Koninklijke Courant/Jaargang 1809/Nummer 25/Amsterdam den 29 Januarij

Uit Wikisource
‘Amsterdam den 29 Januarij’ door een anonieme schrijver
Afkomstig uit de Koninklijke Courant, maandag 30 januari 1809, [p. 1]. Publiek domein.
[ 1 ]

Amsterdam den 29 Januarij.

DE ingevallen dooij een’ nieuwe was op de bovenlandsche rivieren hebbende aangebragt, begint denzelven zich in ’t algemeen op de rivieren van dit rijk meer of min aanmerkelijk te doen gevoelen.

Volgens de laatste berigten, had het water, omstreeks Bisbek en Rees, op verscheiden plaatsen over de dijken geloopen, waardoor dezelve in groot gevaar waren gebragt; men spreekt ook reeds van eene doorbraak boven Emmerick.

Het inundatie-water, omstreeks Westervoord, is door den nieuwen toevoer wassende.

De dijken te Lent zijn niet buiten gevaar, staande het water op onderscheiden plaatsen, aan den beneden kant van het dorp, op dezelve; men heeft die echter, zoo voel mogelijk, met noodkeeringen versterkt. Er stroomt zeer veel water in de Betuwe, door de aldaar plaats hebbende doorbraken, zoo dat ook daar het inundatie water sterk rijst.
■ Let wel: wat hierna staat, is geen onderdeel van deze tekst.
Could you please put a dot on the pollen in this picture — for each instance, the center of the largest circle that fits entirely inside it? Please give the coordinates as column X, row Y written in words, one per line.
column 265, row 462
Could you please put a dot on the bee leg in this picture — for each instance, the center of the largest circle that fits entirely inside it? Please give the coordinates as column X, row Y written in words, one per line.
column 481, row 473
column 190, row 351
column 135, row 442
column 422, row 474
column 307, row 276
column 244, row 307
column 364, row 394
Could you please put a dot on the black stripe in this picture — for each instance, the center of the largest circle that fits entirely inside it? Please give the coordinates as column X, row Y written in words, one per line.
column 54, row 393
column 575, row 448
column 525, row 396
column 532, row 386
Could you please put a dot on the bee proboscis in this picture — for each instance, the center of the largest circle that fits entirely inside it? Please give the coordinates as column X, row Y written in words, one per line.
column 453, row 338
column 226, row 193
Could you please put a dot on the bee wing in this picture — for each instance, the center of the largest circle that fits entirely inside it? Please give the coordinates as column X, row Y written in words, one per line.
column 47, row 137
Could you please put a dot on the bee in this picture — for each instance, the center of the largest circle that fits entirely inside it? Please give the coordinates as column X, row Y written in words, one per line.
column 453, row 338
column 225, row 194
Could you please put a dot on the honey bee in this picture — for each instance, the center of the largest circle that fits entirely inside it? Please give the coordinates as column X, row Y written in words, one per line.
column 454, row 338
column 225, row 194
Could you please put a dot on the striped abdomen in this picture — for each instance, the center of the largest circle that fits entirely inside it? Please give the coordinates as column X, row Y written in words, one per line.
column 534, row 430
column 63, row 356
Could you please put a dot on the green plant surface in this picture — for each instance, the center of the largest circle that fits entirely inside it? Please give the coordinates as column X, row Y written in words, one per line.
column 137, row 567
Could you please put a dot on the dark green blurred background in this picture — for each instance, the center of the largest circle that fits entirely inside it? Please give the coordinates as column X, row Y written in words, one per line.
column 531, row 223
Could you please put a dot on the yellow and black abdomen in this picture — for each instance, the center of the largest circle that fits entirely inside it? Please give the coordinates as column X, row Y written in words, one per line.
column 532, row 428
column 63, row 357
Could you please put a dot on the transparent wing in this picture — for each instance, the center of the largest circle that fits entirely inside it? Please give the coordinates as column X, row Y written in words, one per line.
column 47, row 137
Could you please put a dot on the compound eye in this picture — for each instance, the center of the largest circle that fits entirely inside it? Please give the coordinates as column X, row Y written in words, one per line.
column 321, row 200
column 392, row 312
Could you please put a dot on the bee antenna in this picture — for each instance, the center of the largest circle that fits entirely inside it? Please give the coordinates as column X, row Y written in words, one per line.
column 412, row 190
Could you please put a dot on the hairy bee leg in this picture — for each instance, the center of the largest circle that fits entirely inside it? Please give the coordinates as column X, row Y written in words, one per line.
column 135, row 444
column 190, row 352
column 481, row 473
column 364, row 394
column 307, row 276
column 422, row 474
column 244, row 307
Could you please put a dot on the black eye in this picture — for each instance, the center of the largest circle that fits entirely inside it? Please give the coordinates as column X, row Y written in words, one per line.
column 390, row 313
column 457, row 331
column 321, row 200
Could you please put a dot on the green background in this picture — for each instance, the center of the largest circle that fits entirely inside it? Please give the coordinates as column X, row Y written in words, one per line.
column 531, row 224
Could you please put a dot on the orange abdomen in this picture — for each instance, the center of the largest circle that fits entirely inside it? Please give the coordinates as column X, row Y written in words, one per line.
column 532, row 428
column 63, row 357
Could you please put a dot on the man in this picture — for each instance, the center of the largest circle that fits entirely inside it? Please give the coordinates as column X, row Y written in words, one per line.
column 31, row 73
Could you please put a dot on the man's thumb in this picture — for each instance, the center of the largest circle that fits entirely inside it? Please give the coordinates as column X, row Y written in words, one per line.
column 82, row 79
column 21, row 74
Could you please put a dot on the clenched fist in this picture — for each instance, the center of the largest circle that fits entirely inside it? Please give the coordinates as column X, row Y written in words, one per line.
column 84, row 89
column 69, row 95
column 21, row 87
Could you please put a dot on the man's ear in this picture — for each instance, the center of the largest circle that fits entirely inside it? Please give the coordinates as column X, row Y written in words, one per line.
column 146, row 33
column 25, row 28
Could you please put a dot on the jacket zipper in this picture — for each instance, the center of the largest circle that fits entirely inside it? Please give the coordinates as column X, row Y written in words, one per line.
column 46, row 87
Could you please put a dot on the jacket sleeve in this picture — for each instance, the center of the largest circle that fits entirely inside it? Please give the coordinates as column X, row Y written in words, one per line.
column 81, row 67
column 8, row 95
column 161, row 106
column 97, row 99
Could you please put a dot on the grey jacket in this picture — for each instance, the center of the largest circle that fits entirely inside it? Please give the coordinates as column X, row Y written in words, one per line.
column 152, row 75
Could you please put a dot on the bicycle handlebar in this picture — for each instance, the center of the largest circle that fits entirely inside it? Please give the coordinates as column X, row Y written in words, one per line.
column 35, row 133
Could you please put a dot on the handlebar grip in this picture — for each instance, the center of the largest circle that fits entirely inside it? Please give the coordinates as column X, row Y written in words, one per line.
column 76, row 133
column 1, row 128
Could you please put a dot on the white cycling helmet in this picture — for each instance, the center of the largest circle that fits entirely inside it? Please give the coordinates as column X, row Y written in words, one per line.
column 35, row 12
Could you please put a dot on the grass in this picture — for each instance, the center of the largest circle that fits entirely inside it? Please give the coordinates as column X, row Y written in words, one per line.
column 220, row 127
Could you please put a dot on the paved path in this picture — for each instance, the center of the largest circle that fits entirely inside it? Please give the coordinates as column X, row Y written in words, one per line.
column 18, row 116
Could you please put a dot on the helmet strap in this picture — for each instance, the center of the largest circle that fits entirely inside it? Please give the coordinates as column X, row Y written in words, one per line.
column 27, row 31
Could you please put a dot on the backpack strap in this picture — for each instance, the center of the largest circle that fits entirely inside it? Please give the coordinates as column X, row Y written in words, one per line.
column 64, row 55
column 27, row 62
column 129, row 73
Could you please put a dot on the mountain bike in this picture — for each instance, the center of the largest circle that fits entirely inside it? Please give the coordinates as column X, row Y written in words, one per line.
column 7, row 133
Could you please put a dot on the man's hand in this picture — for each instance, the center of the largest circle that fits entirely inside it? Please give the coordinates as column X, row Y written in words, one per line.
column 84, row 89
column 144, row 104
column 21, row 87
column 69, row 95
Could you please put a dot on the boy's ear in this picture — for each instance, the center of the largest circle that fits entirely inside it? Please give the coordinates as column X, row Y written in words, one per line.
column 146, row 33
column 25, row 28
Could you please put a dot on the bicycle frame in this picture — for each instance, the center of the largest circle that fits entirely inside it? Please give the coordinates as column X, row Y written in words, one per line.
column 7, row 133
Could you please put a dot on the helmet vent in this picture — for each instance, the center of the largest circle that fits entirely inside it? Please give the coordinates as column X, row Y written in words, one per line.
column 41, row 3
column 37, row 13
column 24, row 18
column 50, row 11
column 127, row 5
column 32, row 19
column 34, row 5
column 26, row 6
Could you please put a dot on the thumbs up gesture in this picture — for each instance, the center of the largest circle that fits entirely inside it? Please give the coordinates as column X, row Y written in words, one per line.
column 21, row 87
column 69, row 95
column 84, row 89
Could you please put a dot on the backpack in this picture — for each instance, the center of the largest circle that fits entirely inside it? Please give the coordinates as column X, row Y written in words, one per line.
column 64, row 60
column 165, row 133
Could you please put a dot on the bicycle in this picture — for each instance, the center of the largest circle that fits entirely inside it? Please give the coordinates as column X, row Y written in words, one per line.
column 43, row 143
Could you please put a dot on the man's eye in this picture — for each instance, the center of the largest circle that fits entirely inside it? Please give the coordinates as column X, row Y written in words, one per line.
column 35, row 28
Onder de veelvuldige ongelukken, door onvoorzigtigheden op het ijs veroorzaakt, en daaruit voortkomende trekken van menschlievendheid, munt bijzonder een geval uit, hetwelk onlangs in deze stad gebeurd is, en wij aan onze lezers kunnen mededeelen:

» Op voorleden woensdag geraakte een kind van negen jaren, op het Rokkin, in eene bijt, onder het ijs. Zekere Z. A. van den Berg, behangersknecht bij den koninklijken behanger Weeninck, dit ziende, vergat zijne bijzondere omstandigheden en snelde tot deszelfs hulp toe. Hoezeer niet kunnende zwemmen, en van eenen zwakken staat van gezondheid, stelde hij deze bedenkingen, die alleen hem raakte, ter zijde, en was gelukkig genoeg dat kind te redden, en zelve dit gevaar te ontkomen.”